We relentlessly monitor its conditions. We curse its congestion. We anticipate its landmarks -- the glittery expanse of the Potomac at the Woodrow Wilson Bridge, the rockier view at the Cabin John Bridge, the Oz-like beacon of the Mormon Temple. We crowd it with 600,000 vehicles a day. We are the Beltway. It is the intended bypass that became, by default, our commuter funnel, our beaten path, our Main Street.
As a force, it never stops. Even past midnight, 10,000 cars an hour cross the Woodrow Wilson Bridge.
As a problem, it will not go away. Last year, more than 2,300 accidents were reported on the Beltway. Eighteen percent involved tractor-trailers, the much-discussed "heavies" of the highway.
Today, a day-long conference in Greenbelt will address increasing concerns about Beltway safety and congestion. Entitled "Solving the Problem of Greater Washington's Main Street," it will bring together such state officials as Virginia Gov. Gerald L. Baliles and Maryland Secretary of Transportation William Hellmann, local officials, transit planners and representatives of the business community.
The conference is sponsored by The Greater Washington Board of Trade and the Metropolitan Washington Council of Governments. Officials with the two agencies warn that if something is not done soon, Beltway congestion will cost the region more than 100 lives and millions of dollars in the next 10 years.
But until a combination of possible solutions -- widening lanes, increased ride-sharing programs, construction of alternative routes -- is implemented, the Beltway remains for its users a quirky sort of obstacle course. Through their eyes, it is a road both fickle and familiar.
Jim Elliott knows well the irony. Once he was a jet fighter pilot who streaked through the skies at 500 mph. Now he works as public information chief at Goddard Space Flight Center, a research division of NASA. Travel technology aside, for two hours a day and sometimes more, he is at the mercy of the often-halting rhythms of the Beltway.
Elliott, 61, is a typical commuter.
He flows with the traffic in a 1980 Toyota station wagon that has logged more than 100,000 miles. In six years he has not had an accident on the route, although he has seen, and been affected by, many. He tends not to notice drivers in the vehicles around him; the Beltway is, after all, not a neighborly route.

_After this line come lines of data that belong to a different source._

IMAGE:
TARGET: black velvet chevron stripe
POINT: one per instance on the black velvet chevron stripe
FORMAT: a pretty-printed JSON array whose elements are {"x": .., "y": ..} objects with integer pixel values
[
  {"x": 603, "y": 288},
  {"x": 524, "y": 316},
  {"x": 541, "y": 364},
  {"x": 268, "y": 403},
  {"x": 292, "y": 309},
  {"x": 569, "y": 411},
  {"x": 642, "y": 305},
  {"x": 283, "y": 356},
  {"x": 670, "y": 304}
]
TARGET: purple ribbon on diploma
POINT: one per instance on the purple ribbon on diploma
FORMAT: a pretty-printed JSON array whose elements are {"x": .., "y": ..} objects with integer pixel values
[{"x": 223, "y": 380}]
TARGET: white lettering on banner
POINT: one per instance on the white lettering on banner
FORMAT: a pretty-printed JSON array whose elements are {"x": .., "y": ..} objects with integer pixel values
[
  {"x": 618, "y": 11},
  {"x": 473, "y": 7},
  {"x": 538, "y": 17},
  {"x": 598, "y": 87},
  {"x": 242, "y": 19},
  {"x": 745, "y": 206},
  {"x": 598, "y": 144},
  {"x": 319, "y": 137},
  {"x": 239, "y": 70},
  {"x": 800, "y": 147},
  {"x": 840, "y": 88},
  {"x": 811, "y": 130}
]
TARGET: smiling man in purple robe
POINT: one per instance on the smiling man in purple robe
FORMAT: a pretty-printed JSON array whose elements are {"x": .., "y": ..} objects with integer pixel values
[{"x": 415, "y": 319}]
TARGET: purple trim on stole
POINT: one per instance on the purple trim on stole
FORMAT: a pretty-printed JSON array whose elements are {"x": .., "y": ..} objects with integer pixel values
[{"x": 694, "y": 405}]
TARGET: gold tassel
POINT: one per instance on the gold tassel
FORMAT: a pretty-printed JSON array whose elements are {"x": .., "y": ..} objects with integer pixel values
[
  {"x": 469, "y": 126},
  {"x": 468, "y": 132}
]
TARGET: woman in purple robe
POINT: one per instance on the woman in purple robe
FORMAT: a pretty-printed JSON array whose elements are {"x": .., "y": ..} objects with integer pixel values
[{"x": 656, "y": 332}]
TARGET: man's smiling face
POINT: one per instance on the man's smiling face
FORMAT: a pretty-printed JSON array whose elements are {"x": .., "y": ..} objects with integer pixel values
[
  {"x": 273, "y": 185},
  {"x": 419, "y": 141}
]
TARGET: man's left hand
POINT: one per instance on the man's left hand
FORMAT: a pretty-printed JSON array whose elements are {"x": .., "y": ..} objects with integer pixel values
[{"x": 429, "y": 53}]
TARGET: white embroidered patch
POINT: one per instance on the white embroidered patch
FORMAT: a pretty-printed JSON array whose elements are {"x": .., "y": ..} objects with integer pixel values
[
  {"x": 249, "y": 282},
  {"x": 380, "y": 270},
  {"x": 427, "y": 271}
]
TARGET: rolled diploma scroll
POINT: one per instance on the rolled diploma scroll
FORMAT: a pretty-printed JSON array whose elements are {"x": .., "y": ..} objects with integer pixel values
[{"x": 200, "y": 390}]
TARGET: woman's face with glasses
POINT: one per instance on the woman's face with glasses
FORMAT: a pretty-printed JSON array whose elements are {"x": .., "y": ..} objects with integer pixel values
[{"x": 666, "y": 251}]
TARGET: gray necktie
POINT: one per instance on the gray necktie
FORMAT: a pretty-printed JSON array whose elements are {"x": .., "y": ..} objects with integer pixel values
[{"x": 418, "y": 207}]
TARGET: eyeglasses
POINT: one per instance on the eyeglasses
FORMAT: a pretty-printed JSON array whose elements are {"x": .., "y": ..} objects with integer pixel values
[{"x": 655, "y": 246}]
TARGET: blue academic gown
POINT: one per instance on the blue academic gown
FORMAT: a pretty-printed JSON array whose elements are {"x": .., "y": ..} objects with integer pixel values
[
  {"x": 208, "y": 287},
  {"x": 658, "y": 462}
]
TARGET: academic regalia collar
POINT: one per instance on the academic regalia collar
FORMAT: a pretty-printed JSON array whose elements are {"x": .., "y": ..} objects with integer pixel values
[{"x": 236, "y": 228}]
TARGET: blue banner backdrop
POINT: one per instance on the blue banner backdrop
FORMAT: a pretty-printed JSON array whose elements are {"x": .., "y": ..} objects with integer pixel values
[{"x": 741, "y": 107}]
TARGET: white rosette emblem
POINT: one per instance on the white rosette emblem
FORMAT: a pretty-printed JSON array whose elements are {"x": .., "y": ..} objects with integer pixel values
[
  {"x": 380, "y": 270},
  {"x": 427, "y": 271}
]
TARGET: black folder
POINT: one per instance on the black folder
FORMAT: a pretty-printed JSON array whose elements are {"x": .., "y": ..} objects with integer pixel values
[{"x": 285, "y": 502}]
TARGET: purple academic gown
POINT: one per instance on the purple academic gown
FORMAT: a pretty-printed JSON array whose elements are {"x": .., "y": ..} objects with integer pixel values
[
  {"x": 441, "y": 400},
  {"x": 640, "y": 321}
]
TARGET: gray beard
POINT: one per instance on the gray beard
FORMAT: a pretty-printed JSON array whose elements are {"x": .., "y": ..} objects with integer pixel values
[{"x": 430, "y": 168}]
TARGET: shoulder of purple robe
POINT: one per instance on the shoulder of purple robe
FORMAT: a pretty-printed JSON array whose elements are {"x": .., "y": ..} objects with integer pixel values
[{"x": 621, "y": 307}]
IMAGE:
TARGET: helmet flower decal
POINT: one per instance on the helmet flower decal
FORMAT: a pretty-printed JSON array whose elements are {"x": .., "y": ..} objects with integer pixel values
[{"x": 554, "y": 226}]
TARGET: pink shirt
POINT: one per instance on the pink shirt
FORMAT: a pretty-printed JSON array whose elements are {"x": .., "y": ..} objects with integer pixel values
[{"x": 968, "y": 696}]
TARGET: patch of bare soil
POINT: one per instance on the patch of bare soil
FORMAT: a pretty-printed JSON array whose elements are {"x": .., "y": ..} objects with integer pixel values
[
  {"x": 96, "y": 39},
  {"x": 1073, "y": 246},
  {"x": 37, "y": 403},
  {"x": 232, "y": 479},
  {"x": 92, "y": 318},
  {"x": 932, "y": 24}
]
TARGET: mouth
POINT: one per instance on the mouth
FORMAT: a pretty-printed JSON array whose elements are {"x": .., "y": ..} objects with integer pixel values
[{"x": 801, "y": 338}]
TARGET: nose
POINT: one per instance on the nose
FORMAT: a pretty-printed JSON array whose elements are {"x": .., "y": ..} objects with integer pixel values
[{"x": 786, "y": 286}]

"It's not a very productive period of time," Elliott said drily as he eased his car, homeward bound, into the Rte. 495 West traffic on a recent afternoon.
"I listen to the radio. I think about the day ahead or the day just passed. I try to do stomach exercises, but primarily, that just means that I grunt and groan a little bit."
While Elliott is a calm, careful driver, he is not immune to the irritations of the Beltway -- the motorists who recklessly whiz by in the snow or rain, the frequent slowdowns in traffic that can be attributed only to rubberneckers looking at a stalled car on the shoulder. "People so doggone curious about nothing," Elliott muttered.
The Beltway was not meant to be like this. It was part of President Eisenhower's 42,500-mile interstate system and it was designed to divert interstate traffic around the heart of Washington.
Instead, with its completion in August of 1964, the suburbs sprang alive, and soon the Beltway was an overburdened commuter route. Today, more than two-thirds of all trips on the Beltway are local traffic.
Originally planners envisioned an Outer Beltway as well that would circle the District five to eight miles beyond the present one. While a second full loop is no longer feasible, COG transportation planners say, plans for at least two of its most important segments have been revived recently. Both the Springfield Bypass in Fairfax County, which would carry cars from Shirley Highway to Rte. 7, and the Intercounty Connector in Maryland,which would link the Shady Grove exit on I-270 with Rte. 1 in Laurel, are in the design stage.
For Elliott, at least, this particular afternoon turned out to be a good one. He saw a few tow trucks helping disabled vehicles, but no accidents, no blue lights, no standstills. There have been times, due to accidents, when he was stalled on the Beltway for several hours.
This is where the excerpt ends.